I think this pumpkin pie heralds a future innovation no one is talking about: clear skin. See-through. You take a pill, a day later you can see inside you.

I'd do it, being able to self-monitor your organs overrides any sort of negative consequences, like other people being able to see your organs.


Message sent to friends:

Tiny Target Jr is giving out gift bags today because I don't know why even though at least two of the products make reference to the school year? It's November? I don't want:

+ Justin's Almond Butter
+ One small stick of Trident gum (come on Trident)
+ Ibuprofen PM 80 caplets (compare to active ingredients in Advil(R) PM Caplets)
+ Dentek Triple Clean Floss Picks (3)
+ Pantene Hair Spray (1 oz)
+ Hask Argan Oil (from Morocco(R)) "Repairing Deep Conditioner" (1.75 oz)
+ St.

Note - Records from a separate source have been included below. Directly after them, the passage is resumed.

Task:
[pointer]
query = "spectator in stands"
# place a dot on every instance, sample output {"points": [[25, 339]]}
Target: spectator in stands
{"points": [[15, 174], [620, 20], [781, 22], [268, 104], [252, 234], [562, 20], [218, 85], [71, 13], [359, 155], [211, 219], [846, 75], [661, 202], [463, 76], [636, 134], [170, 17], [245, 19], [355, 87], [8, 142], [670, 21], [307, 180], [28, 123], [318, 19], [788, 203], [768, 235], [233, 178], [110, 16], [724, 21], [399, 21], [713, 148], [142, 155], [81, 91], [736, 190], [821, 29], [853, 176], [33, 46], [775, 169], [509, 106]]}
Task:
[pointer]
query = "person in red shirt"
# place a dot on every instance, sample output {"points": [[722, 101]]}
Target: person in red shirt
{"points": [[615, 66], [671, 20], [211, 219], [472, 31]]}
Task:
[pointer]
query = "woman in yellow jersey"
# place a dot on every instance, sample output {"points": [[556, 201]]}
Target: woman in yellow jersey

Ives Apricot Scrub (1 oz)
+ Acure Foam Cleansing Gel (1 fl. oz.)
+ Herbal Essences bio:renew argan oil (FROM MOROCCO AGAIN!(R)) (1.4 fl. oz.)
+ Coupon for One (1) FREE Sparkling Ice(R)
+ Not The Candy I Took The Candy
+ Axe Daily Fragrance PHOENIX PROJECT 2000 (1 oz.)
+ Axe Body Wash PHOENIX PROJECT 2000 (3 fl. oz.)
+ Also I took the two "Acroball PURE WHITE" pens even though they're "BLACK ADVANCED INK" (it's like ink but it's more)
+ Target-branded Target Bag From Target

so if you want then that
hahahaa "Mrs. Thinster's Cookie Thins Chocolate Chip"
"best by 9/21/17"

it's like i go into stores w/this glazed-over post-capitalist zombie look and they smell fear now

if i die arrest mrs. thinster


I have secured a location in the bay area for my meatself and am in the process of moving to it over the next week or so. It's accompanied by a general sort of endless nauseous feeling, because it's clear I hit the apogee of my bay area living experience years ago. I can't keep up with all the exciting rocket-like innovations in pricing with this area, so instead of waiting for dotbombv2.0 to wave off the hordes of Uhaul trucks clogging up East 580, I'll be the one leaving. A year, two years. Find some cheap property, cram a cabin into a hillside, grow a long beard, get off my land, die. Dude still owes me five bucks, I'm taking this hammer and the big Faile book.